When it opened in 1931 it was the largest man-made lake in the United States. And now I’m driving right through the middle of Ozark country, taking the scenic route, leisurely making my way over to Illinois to visit Chris and his family, and to see my sister and brother, and eventually end up in Urbana. I wonder if I’ll remember any of those old places that fascinated us back then … what? 65 years ago?
That was in the 1950’s, the age of prosperity after World War II, before President Eisenhower inaugurated the interstate highway system, designed first and foremost to move army troops and tanks quickly and efficiently through the country when necessary, but mostly used by semis hauling freight, and families heading off for vacations twice as far away as they could have gone before.
Kindness and truth shall meet; justice and peace shall kiss.
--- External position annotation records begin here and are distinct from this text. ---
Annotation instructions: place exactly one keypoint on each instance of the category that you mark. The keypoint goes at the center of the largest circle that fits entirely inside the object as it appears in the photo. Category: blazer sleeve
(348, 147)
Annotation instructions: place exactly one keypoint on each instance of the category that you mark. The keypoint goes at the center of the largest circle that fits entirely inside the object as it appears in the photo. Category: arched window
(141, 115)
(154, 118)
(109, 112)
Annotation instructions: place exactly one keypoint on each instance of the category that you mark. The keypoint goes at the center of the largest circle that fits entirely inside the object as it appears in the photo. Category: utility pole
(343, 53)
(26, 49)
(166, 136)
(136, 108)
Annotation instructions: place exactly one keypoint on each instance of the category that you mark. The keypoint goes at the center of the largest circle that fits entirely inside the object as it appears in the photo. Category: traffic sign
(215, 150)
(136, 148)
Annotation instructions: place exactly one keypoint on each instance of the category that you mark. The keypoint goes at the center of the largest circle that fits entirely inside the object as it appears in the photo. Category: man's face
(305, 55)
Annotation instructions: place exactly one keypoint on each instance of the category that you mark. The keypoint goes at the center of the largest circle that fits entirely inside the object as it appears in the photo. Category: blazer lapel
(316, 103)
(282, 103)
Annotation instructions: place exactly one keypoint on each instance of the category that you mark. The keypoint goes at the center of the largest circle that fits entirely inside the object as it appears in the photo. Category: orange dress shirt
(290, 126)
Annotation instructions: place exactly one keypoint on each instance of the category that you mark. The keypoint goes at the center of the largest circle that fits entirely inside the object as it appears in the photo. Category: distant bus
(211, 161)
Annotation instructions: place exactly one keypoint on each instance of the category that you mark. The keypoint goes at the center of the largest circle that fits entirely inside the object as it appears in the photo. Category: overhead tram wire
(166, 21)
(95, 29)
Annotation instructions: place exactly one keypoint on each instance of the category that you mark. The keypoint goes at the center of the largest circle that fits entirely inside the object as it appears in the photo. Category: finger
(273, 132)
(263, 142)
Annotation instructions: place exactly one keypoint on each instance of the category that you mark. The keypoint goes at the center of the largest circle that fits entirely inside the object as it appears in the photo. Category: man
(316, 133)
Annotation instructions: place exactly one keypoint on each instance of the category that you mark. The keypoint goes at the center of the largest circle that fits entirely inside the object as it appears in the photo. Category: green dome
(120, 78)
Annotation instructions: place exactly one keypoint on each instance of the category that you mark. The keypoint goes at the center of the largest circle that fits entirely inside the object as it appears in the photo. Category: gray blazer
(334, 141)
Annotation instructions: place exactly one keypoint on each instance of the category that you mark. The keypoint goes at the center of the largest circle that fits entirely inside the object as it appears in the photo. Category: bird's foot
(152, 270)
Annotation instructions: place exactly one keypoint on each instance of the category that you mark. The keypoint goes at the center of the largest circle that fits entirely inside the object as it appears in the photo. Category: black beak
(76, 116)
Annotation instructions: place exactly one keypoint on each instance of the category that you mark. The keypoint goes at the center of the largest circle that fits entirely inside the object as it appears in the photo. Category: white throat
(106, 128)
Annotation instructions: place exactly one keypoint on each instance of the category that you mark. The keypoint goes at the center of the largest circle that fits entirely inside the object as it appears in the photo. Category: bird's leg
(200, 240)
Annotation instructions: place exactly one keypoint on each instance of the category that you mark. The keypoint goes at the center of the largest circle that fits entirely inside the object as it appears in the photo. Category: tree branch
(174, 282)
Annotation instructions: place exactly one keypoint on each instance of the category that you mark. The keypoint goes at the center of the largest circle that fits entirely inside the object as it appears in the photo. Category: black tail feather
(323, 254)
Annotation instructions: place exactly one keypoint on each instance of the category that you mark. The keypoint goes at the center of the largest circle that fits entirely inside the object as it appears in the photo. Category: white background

Truth shall spring out of the earth, and justice shall look down from heaven.
Not so long ago, Dad and I brought Chris and Marc through the Ozark mountains down to Eureka Springs, an artists’ colony in the Arkansas Ozarks, to see their annual Passion Play, the story of Jesus’ passion – His trial, suffering and death. We had seen a similar play in Bloomington, Illinois, but this was different – this was outside and featured a cast of hundreds. And besides that, it was in the Ozarks.
Margaret and I spent most of our honeymoon in Eureka Springs. We canoed on Table Rock Lake, another Missouri man-made lake. There are several now, as there are several in Illinois, Texas and Kentucky – pretty much everywhere we spend our time.
Ozark country cuts a wide swath through the Bible belt. Our family was Lutheran, which counts as Christian, of course, but the Baptists and Pentecostals put up small wooden churches every mile or so in the Ozarks. If they burned down, it didn’t cost much to build them again. There would be a sermon every Sunday, and music that made you want to dance. Oh, victory in Jesus, my savior forever!
Jesus appointed twelve that they might be with him and he might send them forth to preach and to have authority to drive out demons.
Jesus knew how much had to be done, how much healing and deliverance the people around him needed, so he found twelve more men (and more women too) to help him with the work. Did they go out more than the one time described in the bible? Maybe they did. Driving in the Ozarks it is not difficult for me to imagine their work, their prayer, their healing. Snake handling is just the tip of the iceberg.
God was reconciling the world to himself in Christ, and entrusting to us the message of reconciliation.